SQL Server Execution Times:
CPU time = 0 ms, elapsed time = 41 ms. <------- Oh dear
(1 row affected)
*/
UPDATE dbo.my_dest_table
SET field_1 = 10,
field_2 = 3,
field_3 = '2024-04-04'
WHERE
key_1 = '2024-01-01' AND
key_2 = 2 AND
key_3 = 'key 3';
/*
SQL Server parse and compile time:
CPU time = 0 ms, elapsed time = 0 ms.
SQL Server Execution Times:
CPU time = 0 ms, elapsed time = 6 ms.
(1 row affected)
*/
As demonstrated updating the PK columns (even with the same data) is eight times more expensive than just updating the other data columns.
Asking for help
I asked for help on the Qlik Community forum. I got a response back from the specialists that there is a setting in Qlik’s endpoints that will NOT update the Primary key.
The setting is:
$info.query_syntax.pk_segments_not_updateable
Set to TRUE
I made this change in the endpoint, restarted the task and captured a few more update sql samples. With the change in the settings; the updates now discarded the updates to the PK.
BUT…
This might be a helpful solution and worthy to note for the future; but in this case the solution did not really help us out. After making the change we noticed no noticeable change in our TPS throughput; confirming increasingly it was a network issue.
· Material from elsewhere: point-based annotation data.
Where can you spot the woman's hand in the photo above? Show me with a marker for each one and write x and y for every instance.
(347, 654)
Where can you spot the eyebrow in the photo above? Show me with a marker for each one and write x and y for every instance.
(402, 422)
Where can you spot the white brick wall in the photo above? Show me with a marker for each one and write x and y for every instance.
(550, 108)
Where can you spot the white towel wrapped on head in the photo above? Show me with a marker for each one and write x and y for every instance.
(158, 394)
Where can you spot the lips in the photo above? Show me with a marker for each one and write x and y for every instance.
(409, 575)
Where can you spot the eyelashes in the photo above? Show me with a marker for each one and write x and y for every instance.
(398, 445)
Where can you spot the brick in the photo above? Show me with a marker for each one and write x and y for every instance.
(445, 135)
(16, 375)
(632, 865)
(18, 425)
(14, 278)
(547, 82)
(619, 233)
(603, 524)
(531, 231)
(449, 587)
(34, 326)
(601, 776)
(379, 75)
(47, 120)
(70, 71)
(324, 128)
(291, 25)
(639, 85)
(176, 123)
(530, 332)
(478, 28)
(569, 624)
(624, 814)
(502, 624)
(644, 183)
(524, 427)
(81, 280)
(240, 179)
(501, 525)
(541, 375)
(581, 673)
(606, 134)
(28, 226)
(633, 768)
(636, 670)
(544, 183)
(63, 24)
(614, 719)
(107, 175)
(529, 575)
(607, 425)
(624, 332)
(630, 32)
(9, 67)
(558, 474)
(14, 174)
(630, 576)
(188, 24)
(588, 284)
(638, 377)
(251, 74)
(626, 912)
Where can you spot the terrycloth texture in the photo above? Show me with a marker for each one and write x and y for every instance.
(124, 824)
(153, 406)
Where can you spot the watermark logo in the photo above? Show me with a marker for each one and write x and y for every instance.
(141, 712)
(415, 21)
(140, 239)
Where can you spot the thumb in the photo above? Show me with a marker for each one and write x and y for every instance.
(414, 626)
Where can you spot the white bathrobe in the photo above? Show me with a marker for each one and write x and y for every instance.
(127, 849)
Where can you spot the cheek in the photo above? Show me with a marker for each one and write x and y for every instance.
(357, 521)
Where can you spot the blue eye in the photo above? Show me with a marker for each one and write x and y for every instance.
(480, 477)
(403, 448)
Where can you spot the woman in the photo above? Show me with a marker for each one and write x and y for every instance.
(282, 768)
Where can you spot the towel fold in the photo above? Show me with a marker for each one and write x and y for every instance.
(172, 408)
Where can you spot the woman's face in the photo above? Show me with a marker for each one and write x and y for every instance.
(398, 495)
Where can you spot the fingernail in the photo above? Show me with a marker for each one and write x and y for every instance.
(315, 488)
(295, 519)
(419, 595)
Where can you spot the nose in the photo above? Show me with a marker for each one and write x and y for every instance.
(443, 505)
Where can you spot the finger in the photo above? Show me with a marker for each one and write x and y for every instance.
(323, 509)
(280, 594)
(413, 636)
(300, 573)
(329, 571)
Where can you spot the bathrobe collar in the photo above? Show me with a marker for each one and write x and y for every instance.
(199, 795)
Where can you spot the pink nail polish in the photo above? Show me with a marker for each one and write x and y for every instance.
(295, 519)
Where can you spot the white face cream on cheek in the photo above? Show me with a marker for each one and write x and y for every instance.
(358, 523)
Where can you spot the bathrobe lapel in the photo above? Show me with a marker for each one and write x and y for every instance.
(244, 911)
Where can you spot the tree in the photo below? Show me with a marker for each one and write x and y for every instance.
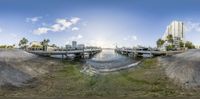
(170, 39)
(23, 43)
(189, 45)
(160, 42)
(45, 44)
(170, 47)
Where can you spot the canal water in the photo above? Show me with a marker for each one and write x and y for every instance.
(109, 60)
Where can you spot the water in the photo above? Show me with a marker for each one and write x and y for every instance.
(109, 60)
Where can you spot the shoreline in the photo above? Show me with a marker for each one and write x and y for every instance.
(90, 69)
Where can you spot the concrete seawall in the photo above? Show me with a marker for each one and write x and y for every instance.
(18, 67)
(184, 68)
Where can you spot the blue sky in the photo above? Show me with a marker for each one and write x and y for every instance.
(96, 22)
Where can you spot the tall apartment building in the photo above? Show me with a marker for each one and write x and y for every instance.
(176, 29)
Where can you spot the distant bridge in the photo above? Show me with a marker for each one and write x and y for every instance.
(77, 53)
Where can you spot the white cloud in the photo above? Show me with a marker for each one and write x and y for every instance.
(130, 38)
(60, 25)
(74, 20)
(1, 30)
(133, 37)
(79, 36)
(33, 19)
(42, 30)
(75, 29)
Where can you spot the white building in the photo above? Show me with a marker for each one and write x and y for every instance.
(176, 29)
(74, 44)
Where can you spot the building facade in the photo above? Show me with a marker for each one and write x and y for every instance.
(74, 44)
(176, 29)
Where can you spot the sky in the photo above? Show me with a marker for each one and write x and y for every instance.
(104, 23)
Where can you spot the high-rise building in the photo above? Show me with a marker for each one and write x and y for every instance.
(74, 44)
(176, 29)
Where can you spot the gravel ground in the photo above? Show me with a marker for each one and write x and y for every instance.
(18, 68)
(184, 68)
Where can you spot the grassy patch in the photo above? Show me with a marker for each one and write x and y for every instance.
(147, 79)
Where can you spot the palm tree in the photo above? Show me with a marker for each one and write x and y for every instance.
(45, 44)
(160, 42)
(170, 39)
(23, 43)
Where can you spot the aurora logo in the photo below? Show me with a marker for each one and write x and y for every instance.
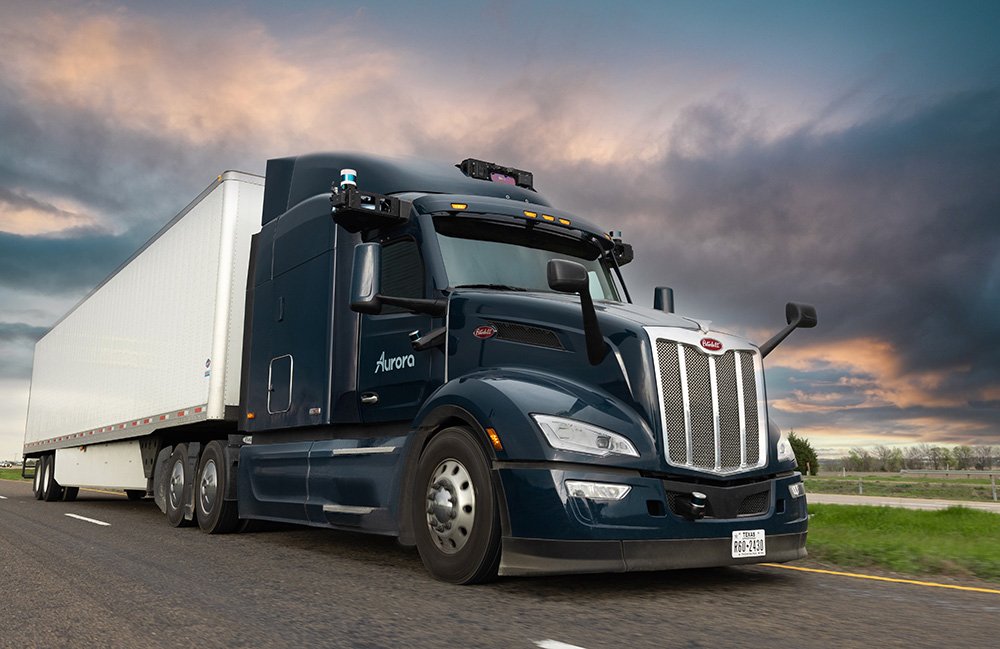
(396, 363)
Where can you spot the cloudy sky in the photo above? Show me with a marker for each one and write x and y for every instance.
(844, 154)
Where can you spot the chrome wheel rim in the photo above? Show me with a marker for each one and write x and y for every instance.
(451, 506)
(209, 487)
(176, 484)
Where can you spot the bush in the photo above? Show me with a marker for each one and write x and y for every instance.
(805, 456)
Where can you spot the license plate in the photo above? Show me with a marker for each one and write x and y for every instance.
(748, 543)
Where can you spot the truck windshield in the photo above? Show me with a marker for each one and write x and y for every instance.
(506, 256)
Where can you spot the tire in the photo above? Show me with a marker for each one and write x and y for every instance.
(455, 510)
(215, 514)
(51, 491)
(176, 478)
(36, 484)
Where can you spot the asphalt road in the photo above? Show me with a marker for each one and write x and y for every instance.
(136, 582)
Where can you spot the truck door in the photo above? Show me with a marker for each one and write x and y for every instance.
(393, 379)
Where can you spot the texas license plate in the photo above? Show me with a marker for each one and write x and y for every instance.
(748, 543)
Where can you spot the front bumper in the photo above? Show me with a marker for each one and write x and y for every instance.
(550, 531)
(556, 557)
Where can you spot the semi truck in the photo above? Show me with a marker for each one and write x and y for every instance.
(423, 350)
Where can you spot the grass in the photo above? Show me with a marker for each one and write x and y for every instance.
(905, 486)
(956, 541)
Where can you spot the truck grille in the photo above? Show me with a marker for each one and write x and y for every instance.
(710, 414)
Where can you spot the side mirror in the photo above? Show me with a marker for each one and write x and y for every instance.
(800, 315)
(366, 278)
(796, 315)
(568, 276)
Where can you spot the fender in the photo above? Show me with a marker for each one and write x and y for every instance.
(504, 399)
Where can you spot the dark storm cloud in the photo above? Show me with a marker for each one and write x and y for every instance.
(126, 176)
(892, 227)
(68, 263)
(20, 332)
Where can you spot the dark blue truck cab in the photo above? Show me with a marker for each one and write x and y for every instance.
(442, 356)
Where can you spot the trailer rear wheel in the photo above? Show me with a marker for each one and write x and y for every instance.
(456, 518)
(51, 491)
(177, 470)
(36, 484)
(215, 514)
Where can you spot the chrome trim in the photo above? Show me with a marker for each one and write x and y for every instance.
(347, 509)
(713, 383)
(682, 368)
(363, 450)
(741, 404)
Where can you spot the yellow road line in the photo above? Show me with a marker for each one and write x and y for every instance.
(104, 491)
(855, 575)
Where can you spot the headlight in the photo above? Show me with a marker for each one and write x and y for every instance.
(572, 435)
(785, 452)
(596, 490)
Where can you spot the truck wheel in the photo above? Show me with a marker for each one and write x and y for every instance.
(36, 484)
(456, 517)
(176, 478)
(215, 514)
(51, 491)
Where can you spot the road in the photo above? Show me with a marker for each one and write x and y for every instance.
(907, 503)
(136, 582)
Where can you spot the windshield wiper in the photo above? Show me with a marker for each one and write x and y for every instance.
(499, 287)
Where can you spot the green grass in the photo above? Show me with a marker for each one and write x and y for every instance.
(956, 541)
(975, 489)
(10, 474)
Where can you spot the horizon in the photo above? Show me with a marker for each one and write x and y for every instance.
(839, 155)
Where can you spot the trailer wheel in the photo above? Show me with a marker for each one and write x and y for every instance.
(51, 491)
(176, 477)
(36, 484)
(456, 517)
(215, 514)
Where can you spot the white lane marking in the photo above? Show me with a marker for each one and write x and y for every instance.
(89, 520)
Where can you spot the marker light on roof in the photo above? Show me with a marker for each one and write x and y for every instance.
(348, 177)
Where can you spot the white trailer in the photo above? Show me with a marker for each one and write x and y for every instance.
(157, 344)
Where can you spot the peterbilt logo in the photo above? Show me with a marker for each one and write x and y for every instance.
(711, 344)
(485, 331)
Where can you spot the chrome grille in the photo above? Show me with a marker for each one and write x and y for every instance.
(710, 413)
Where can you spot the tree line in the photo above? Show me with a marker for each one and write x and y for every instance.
(922, 457)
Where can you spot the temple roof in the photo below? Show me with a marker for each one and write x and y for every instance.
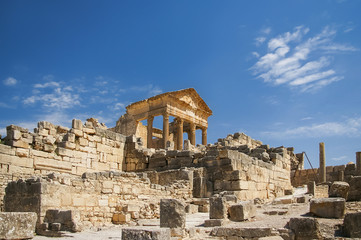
(188, 96)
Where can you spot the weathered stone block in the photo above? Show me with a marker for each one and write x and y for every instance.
(339, 189)
(145, 234)
(217, 208)
(77, 124)
(352, 225)
(172, 213)
(242, 211)
(328, 207)
(214, 222)
(305, 228)
(17, 225)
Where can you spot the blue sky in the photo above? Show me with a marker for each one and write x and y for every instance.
(284, 72)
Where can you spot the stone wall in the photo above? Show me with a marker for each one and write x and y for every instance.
(51, 148)
(333, 173)
(240, 165)
(98, 199)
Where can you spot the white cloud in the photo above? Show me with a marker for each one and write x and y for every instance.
(59, 97)
(10, 81)
(288, 59)
(351, 128)
(341, 158)
(149, 89)
(260, 40)
(47, 84)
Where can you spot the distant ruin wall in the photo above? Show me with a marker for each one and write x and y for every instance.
(98, 199)
(82, 148)
(333, 173)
I could see also other problems with this.
The source system that we are reading from is exceptionally large, have been entrenched in our organisation for 30 years and there is constant work done in the background as other core system are merged into it. We as a downstream user; cannot guarantee the rules around updating Primary Keys. Gut feeling in day-to-day operation that once the PKs are set, they are set in stone in the database. But to base our data integrity for critical reporting on accuracy of data on a “Gut feeling” is not a good data integrity model.
Who to say that the owners of the source system perform an update to a PK to fix an incident; or a new source system consolidation have updates in the steps? Our change management in the organisation is not tight and detailed enough for us to be forewarned of changes like this.
If data integrity were not so critical; we could run a full refresh periodically to reset the data to a baseline to capture updates of PK. But this will require significant rework of the solution to manage these periodical refreshes.
So; we did learn. We did assess. But this didn’t help us out.